It’s interesting, too, that I actually worried a bit about people I don’t even know, such as Cheri and Dustbury, who are both fine.
Forecast in Albany Tuesday was for severe weather. I was at Corporate (frickin’) Woods at the northwest edge of Albany and saw nothing. But people downtown were chatting about downpours and hail; we’re talking a distance of three miles away. I HAVE seen that before, where it’s dry at the Albany airport, but evidently had been pouring at my house. They had cancelled my daughter’s soccer 5:30 pm practice, probably because of a severe weather watch from 1:40 pm to, I think, around 10 pm.

10 pm, practically on the dot, I heard rumbles of thunder, heavy duty rain. The lightning and thunder at 1 a.m. woke me from a dead sleep, but happily, the Daughter can sleep through almost anything.
Wednesday, got to work late because I had my monthly allergy shot. The power was mostly out until after 11 a.m. No computer, no Internet, no phones. Nasty weather in the midday, but amazingly nice to and from work.
We are preparing our living room to be painted by my father-in-law starting on Thursday, with help from my wife on Friday, and eventually me on the weekend. The key now is moving all the stuff, a job in itself, and something I prefer to painting, which I hate because I just can’t see the difference while I’m working between, say, an off white and a pale yellow.

My wife and her father painted the dining room three years ago. The three splotches of test colors have been on our living room wall ever since. I’ll miss them, almost.

If I had my druthers, we’d move out for four days while painting; the smell of even the newer paints bug me at night. Oh, well.
My niece Rebecca Jade (pictured) is doing the Kickstarter thing for her new album. You can read all about it here. If I were to tell you she was really good, I would sound biased. But she is! Check out this review of a recent live performance of hers.

6 thoughts on “Breakfast post: the weather, my niece's new Kickstarter album”

  1. I don’t think the media was necessarily inflating the death toll, but I do blame 24/7 rolling news for the misinformation. The media demands to know immediately even though it is patently clear that authorities can have no idea.

    I had similar misgivings over the Boston Marathon bombing when the airwaves were full of speculation about who had done it and why while the criminals were still on the run.

    It seems to me that ‘news’ is mostly guesswork by supposed experts and that the reality takes a day or two to catch up.


  2. Heh. A Breakfast Blog is one where the blogger tells us exclusively about his or her daily activities (“Let me tell you what I had for breakfast this morning! I had the same thing as yesterday but today I had a big glass of orange juice! Let me tell you how that came about!” etc.)

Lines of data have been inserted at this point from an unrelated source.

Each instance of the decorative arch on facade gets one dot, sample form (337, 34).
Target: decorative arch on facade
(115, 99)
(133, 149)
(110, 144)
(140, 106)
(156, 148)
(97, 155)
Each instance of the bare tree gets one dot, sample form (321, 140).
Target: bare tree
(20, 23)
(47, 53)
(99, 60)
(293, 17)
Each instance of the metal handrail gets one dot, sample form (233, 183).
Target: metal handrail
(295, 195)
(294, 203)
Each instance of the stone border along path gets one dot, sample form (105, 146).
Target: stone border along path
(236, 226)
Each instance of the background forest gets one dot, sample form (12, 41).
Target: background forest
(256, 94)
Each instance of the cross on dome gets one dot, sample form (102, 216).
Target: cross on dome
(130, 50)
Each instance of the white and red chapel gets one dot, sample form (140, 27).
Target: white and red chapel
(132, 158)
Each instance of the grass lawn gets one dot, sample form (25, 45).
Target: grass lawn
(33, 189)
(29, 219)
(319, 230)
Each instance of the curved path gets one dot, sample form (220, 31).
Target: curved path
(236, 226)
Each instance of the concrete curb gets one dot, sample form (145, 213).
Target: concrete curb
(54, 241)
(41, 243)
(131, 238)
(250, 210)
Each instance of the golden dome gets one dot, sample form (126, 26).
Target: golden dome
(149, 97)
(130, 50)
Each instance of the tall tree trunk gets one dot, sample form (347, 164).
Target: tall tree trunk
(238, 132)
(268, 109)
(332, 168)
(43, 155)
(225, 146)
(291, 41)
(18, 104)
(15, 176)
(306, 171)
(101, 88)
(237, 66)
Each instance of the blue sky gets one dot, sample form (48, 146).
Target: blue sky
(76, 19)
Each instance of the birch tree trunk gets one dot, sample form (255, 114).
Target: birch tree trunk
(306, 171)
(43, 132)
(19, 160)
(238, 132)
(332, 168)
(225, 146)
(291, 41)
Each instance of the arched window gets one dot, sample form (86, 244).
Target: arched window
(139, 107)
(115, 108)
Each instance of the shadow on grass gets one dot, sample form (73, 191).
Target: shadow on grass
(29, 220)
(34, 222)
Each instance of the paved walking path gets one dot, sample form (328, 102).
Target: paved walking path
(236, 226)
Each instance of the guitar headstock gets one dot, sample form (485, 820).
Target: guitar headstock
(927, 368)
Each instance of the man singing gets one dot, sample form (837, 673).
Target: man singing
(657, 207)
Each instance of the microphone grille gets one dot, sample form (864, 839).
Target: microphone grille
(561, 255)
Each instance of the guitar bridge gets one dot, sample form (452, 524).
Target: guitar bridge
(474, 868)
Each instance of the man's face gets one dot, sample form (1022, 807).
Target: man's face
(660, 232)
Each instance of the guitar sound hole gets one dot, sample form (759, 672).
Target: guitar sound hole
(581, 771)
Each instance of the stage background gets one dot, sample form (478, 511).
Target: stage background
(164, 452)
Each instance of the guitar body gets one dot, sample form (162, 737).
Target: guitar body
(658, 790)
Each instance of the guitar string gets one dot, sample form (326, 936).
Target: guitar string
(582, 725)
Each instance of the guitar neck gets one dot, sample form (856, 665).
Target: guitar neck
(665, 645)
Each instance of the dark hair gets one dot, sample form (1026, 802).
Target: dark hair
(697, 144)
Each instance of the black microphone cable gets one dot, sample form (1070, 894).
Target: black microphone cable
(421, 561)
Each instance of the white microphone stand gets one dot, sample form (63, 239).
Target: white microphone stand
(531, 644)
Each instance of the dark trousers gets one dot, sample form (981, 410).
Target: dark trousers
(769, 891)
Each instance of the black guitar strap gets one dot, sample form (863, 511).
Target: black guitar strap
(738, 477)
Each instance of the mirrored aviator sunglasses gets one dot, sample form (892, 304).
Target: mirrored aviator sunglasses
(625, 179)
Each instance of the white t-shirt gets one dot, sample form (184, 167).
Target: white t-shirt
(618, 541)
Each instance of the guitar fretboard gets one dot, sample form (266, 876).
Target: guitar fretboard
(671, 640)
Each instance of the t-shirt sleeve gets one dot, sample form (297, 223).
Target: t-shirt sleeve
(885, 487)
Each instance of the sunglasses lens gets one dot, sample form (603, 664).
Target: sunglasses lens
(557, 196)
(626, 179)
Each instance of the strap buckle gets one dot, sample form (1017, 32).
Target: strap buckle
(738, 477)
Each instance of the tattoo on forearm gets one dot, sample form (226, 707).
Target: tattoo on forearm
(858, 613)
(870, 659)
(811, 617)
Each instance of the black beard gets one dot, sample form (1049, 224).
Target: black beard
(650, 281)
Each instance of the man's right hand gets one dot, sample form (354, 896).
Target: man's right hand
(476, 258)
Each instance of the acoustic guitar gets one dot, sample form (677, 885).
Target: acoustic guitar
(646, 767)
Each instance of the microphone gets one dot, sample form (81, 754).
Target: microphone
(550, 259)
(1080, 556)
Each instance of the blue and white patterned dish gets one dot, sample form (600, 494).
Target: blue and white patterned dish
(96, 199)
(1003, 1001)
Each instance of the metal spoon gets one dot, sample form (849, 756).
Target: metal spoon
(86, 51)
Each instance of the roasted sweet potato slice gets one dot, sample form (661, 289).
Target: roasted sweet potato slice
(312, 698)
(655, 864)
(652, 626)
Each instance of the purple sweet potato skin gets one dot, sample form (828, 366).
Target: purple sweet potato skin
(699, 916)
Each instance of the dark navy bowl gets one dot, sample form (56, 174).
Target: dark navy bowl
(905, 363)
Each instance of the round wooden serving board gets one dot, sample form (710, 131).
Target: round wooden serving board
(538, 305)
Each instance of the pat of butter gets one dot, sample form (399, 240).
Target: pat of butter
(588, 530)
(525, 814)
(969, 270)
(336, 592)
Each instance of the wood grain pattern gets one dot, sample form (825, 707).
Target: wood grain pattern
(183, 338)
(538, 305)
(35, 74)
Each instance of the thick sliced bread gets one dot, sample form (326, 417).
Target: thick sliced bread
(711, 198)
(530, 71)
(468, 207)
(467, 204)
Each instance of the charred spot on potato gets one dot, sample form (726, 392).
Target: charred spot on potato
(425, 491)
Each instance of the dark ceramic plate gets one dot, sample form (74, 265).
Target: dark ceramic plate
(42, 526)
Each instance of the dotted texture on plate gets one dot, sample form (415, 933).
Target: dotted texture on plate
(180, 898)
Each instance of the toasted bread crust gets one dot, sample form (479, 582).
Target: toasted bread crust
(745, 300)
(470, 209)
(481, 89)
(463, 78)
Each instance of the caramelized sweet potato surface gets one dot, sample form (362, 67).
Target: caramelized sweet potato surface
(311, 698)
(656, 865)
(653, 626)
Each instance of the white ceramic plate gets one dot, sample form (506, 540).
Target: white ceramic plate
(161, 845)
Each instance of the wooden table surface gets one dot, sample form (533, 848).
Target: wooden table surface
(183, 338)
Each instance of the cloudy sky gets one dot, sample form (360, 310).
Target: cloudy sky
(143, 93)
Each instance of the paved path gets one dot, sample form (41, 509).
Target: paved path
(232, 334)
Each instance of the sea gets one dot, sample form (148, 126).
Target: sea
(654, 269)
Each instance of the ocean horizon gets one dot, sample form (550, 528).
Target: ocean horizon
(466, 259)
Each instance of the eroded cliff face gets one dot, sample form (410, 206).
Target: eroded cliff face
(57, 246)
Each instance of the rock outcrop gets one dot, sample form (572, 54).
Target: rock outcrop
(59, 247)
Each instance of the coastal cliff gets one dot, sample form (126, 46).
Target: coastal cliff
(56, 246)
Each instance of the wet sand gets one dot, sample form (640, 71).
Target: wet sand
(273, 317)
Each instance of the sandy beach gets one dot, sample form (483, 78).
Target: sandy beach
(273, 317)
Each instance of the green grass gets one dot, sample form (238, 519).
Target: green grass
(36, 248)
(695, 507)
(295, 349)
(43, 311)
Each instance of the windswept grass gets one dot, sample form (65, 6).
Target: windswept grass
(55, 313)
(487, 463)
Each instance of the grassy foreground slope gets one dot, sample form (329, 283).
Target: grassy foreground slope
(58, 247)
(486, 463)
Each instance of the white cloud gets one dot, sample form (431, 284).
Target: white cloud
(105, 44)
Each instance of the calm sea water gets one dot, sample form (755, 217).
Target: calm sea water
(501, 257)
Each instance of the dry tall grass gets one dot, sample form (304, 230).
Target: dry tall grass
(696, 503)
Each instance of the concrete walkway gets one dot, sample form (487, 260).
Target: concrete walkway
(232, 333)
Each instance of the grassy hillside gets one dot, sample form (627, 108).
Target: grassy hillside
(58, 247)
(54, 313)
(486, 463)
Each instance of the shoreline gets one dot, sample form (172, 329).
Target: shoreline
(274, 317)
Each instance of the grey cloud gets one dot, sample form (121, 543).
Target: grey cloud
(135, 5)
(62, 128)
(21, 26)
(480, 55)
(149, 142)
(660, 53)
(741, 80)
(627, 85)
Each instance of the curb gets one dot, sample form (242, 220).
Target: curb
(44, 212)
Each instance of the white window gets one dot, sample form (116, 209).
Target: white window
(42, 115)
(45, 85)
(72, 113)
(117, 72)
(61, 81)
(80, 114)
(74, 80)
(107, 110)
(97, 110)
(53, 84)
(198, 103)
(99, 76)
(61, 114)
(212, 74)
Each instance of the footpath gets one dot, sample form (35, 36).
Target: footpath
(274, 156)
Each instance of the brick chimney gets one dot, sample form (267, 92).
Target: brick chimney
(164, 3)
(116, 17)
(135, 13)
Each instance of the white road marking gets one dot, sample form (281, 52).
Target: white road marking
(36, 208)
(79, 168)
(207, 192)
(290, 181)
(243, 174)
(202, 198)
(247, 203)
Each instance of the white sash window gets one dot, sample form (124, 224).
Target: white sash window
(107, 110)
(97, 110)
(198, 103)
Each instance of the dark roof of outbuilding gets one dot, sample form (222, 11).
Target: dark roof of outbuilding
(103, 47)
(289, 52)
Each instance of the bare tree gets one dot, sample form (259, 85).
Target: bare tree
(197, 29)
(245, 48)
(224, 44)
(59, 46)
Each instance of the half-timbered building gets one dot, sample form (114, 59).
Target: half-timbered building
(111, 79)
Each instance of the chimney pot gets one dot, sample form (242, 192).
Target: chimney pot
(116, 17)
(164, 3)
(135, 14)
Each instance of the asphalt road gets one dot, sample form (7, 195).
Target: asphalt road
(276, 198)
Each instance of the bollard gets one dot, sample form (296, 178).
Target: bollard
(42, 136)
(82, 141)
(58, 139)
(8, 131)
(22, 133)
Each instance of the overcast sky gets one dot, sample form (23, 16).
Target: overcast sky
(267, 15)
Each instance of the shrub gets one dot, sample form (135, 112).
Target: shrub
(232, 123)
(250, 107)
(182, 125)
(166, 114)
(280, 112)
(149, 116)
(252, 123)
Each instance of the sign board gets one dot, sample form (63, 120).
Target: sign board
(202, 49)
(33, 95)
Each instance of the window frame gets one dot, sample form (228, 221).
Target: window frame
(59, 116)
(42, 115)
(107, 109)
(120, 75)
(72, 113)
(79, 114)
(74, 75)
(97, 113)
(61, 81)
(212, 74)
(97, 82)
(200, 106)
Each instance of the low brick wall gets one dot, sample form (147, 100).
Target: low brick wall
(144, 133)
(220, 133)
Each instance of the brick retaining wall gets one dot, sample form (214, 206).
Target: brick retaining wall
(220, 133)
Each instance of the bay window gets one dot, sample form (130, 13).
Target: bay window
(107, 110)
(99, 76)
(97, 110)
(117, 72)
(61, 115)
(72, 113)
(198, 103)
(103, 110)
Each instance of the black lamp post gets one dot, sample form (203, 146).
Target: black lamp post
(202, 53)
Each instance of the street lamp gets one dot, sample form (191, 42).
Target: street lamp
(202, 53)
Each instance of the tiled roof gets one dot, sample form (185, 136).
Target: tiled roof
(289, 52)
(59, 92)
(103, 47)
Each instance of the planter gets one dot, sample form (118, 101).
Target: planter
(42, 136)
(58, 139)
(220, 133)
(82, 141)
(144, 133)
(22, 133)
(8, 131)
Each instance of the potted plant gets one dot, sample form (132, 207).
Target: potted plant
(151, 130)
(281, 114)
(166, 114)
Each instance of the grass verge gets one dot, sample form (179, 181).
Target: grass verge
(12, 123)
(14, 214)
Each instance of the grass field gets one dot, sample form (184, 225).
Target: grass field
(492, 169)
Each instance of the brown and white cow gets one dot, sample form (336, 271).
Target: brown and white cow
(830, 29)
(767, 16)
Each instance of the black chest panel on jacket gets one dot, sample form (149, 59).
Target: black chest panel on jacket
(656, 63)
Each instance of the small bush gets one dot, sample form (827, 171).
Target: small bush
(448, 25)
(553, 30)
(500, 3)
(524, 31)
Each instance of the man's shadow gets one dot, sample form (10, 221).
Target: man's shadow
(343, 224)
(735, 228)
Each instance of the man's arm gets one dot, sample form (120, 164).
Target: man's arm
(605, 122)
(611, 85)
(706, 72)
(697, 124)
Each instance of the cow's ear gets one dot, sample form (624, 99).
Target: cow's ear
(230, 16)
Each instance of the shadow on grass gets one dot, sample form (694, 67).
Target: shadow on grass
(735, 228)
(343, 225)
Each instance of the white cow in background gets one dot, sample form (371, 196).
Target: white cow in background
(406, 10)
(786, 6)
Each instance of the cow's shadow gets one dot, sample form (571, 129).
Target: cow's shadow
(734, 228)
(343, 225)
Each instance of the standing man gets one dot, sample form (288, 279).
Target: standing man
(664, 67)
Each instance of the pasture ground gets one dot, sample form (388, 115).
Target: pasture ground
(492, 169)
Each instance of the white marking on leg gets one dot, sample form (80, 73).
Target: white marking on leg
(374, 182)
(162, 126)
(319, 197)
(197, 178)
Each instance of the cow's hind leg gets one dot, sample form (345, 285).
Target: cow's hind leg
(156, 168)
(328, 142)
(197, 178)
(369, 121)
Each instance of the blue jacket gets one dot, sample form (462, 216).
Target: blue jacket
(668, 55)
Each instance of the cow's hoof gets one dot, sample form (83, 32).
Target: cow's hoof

    The problem with Breakfast Blogs is that at least 999 people out of 1000 have such boring lives AND are so unobservant that their blogs reflect this lack of living. But maybe one out of a thousand blog are like the one written by Roger Green, no matter how mundane his daily existence he is looking around and thinking about what he sees and he manages to convey his interest in life. And somehow his mundane existence becomes fascinating reading. It’s really an accomplishment.